図16(a)は、点線によって境界付けられたボロノイセルを有する適応的ボロノイ分割を、生成点並びにボロノイセルのコーナー及びエッジの中点を示す点と共に示す。
図16(b)は、ボロノイセルの生成点を実線で接続することによる、ドロネー三角分割を示す。エッジEは、トポロジー条件を満たさず、破線曲線に従って補正されなければならないドロネー三角分割のエッジを示す。
図16(c)は、トポロジー条件が満たされるよう、
図16(b)のエッジEが、
図16(b)の破線曲線に従って、迂回を行うと共に隣接するボロノイセルのエッジの中点を通るエッジによって置き換えられた、補正されたドロネー三角形分割を示す。補正されたドロネー三角分割から得られた第2のスケルトングラフは、適応的ボロノイ分割から得られた第1のスケルトングラフと、本質的に二重である。
【0097】
図17は、本発明に従って3次元物品の最小表面構造を積層製造する方法の一実施形態を示すフローチャートである。ステップS1において、コンピュータは、3次元物品のエンベロープをそれ自体に記録する。ステップS2において、コンピュータは、3次元物品のそれぞれの位置における少なくとも1つの物理パラメータの局所要件値に対応する密度場の密度を有するエンベロープによって囲まれたボリュームにわたる密度場を生成する。ステップS3において、コンピュータは、密度場を用いて、ボリュームの適応的ボロノイ分割を生成する。ステップS4において、コンピュータは、適応的ボロノイ分割に関連する第1のスケルトングラフを生成する。ステップS5において、コンピュータは、第1のスケルトングラフに関連する第2のスケルトングラフを生成する。ステップS6において、コンピュータは、第1及び第2のスケルトングラフから、デジタル最小表面モデルを生成する。ステップS7において、3Dプリンタが、デジタル最小表面モデルに従って最小表面構造を積層製造する。
【0098】
図18は、本発明による方法の実施形態のブロック図を示す。まず、
図17に示されるような方法を実行するためのコンピュータ実行可能命令を記憶した、記憶装置のような持続性コンピュータ可読媒体101を有するコンピュータ10が、デジタル最小表面モデル5を生成する。デジタル最小表面モデル5は、記憶装置のような持続性コンピュータ可読媒体20上にCADファイルとして記憶される。CADファイルを用いて、3Dプリンタ30が、デジタル最小表面モデル5に従って最小表面構造63をプリントする。
【0099】
図19は、3次元物品のエンベロープを横断するスケルトングラフのセグメントを処理する例を示しており、3次元物品のエンベロープを横断する第1及び/又は第2のスケルトングラフのセグメントから、エンベロープによって囲まれたボリュームの外側にある第1のセグメント部分が除去され、第1及び/又は第2のスケルトングラフのセグメントがエンベロープを横断する位置におけるエンベロープに関する鏡像化により得られるセグメント部分によって置き換えられ、第2のセグメント部分はボリュームの内側にあり、第1のセグメント部分に隣接する。

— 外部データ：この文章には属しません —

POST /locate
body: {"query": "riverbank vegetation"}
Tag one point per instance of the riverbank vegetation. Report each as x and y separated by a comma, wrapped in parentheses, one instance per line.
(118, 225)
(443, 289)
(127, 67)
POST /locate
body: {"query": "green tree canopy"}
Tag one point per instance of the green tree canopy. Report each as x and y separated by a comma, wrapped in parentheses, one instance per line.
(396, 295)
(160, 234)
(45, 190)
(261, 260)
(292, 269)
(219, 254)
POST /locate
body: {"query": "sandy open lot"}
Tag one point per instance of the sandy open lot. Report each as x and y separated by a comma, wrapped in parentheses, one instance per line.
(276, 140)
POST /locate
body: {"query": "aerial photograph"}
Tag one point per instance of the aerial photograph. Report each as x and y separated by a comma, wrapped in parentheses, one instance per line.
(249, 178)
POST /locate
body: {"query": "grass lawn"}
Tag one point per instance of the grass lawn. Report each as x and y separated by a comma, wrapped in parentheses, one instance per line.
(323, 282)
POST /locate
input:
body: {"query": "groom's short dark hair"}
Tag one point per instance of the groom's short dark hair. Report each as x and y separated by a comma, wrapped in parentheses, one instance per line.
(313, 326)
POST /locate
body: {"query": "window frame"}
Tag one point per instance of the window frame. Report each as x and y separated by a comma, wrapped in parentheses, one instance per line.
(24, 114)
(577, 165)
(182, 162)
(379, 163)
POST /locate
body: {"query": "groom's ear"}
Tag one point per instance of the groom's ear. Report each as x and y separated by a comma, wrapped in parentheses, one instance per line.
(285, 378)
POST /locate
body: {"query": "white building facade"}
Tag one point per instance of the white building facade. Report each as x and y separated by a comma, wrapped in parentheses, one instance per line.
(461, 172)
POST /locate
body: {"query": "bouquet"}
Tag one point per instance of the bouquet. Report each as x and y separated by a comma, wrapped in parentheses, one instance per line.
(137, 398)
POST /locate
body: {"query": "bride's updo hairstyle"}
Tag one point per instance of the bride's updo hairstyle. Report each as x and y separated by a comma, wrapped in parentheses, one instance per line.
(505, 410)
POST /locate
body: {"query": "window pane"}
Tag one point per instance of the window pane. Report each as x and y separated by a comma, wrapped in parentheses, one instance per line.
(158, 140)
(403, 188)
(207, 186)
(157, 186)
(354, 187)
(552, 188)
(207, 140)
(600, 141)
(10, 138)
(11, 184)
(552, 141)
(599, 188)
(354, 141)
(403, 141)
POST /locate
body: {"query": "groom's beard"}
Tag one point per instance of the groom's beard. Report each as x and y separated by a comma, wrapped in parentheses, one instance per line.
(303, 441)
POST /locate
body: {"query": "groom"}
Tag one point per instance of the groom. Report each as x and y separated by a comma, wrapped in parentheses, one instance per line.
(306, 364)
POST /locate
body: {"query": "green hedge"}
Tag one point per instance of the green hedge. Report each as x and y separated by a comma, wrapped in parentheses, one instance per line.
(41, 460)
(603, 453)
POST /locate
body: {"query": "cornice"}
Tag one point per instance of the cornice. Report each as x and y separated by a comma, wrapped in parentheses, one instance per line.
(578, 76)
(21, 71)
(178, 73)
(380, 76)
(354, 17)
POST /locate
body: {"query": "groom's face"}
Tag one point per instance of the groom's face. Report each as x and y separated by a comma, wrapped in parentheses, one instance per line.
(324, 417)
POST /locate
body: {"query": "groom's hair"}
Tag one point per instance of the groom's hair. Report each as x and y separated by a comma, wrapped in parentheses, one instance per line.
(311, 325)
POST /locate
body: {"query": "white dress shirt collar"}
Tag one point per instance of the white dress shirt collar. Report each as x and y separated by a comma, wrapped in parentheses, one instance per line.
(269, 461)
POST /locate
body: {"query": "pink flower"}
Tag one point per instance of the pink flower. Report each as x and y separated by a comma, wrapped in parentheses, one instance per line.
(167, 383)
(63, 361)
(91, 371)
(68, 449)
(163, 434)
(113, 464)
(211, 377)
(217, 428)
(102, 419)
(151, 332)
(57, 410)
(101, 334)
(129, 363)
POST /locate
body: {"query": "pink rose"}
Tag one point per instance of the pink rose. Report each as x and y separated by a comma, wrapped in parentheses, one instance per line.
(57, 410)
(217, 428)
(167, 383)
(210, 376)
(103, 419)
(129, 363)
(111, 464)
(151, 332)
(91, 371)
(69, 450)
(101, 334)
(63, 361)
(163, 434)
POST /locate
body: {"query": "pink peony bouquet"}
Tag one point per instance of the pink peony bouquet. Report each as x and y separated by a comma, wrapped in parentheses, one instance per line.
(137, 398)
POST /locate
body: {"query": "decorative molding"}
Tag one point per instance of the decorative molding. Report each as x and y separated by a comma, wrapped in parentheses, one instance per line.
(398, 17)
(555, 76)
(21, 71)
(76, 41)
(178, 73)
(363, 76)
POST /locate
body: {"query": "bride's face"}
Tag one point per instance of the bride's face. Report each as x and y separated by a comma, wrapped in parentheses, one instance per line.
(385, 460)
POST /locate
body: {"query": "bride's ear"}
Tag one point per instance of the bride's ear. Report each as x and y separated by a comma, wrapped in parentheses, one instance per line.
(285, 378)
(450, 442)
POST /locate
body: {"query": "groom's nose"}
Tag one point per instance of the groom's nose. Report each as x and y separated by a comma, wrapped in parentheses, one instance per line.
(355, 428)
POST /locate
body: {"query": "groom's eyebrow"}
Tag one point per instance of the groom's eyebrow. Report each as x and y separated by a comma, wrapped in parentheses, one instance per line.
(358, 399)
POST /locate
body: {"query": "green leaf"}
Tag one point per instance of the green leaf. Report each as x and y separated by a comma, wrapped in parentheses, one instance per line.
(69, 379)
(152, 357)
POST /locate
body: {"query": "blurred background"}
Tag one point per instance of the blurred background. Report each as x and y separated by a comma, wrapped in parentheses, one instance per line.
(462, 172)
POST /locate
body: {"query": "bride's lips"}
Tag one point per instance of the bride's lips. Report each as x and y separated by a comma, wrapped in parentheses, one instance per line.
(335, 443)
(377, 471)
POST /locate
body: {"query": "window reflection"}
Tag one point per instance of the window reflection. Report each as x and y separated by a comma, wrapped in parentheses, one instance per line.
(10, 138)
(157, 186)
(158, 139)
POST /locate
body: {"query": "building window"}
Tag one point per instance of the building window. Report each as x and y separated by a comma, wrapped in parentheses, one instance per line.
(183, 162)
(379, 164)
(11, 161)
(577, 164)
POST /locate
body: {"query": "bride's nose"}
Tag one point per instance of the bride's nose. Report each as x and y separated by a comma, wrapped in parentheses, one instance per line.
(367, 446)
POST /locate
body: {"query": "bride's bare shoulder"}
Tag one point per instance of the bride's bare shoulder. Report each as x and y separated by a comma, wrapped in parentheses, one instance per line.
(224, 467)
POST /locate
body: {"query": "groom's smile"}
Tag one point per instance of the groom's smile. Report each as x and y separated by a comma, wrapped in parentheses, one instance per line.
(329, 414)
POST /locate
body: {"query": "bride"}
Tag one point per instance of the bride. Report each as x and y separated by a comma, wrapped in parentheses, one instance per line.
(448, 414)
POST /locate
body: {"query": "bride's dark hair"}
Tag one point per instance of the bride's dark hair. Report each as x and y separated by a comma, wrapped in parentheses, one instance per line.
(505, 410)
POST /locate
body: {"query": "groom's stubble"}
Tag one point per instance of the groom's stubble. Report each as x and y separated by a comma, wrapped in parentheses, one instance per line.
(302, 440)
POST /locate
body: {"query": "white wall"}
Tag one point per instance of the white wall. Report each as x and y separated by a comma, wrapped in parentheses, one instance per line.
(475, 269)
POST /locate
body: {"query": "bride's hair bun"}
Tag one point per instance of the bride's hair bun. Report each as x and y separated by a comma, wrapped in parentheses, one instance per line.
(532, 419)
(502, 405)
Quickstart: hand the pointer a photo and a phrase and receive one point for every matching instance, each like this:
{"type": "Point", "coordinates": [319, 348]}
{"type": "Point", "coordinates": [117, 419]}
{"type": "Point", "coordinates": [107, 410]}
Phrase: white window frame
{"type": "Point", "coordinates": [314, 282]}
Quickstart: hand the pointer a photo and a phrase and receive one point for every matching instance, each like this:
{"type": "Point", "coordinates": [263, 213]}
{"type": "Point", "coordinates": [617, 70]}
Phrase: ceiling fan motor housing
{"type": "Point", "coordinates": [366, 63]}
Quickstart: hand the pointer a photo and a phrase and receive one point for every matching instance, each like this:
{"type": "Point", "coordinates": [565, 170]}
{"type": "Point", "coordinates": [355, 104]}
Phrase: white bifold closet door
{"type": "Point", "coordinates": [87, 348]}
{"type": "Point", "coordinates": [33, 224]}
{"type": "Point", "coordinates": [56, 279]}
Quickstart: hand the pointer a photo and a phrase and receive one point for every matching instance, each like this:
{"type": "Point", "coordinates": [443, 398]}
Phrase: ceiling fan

図19に見られるように、開放端セグメントA"'(x)、すなわち更なるセグメントに接続せずボイドに終わるセグメントが除去されている。更に、最も外側のセグメント、すなわち物品のスキン25を横断するセグメントから、スキンの外側の部品A"'(o)が除去され、物品の内側のセグメント部分A"'(i)の鏡像A"'(m)と置き換えられ、それによって、鏡像は、セグメントが横断する場所で、その内側でスキン25に関して鏡映される部分の鏡像である。これは、結果として生じる最小表面構造が、本質的に垂直な方向でエンベロープ25に接触し、したがって、理想的な荷重導管を提供することを確実にする。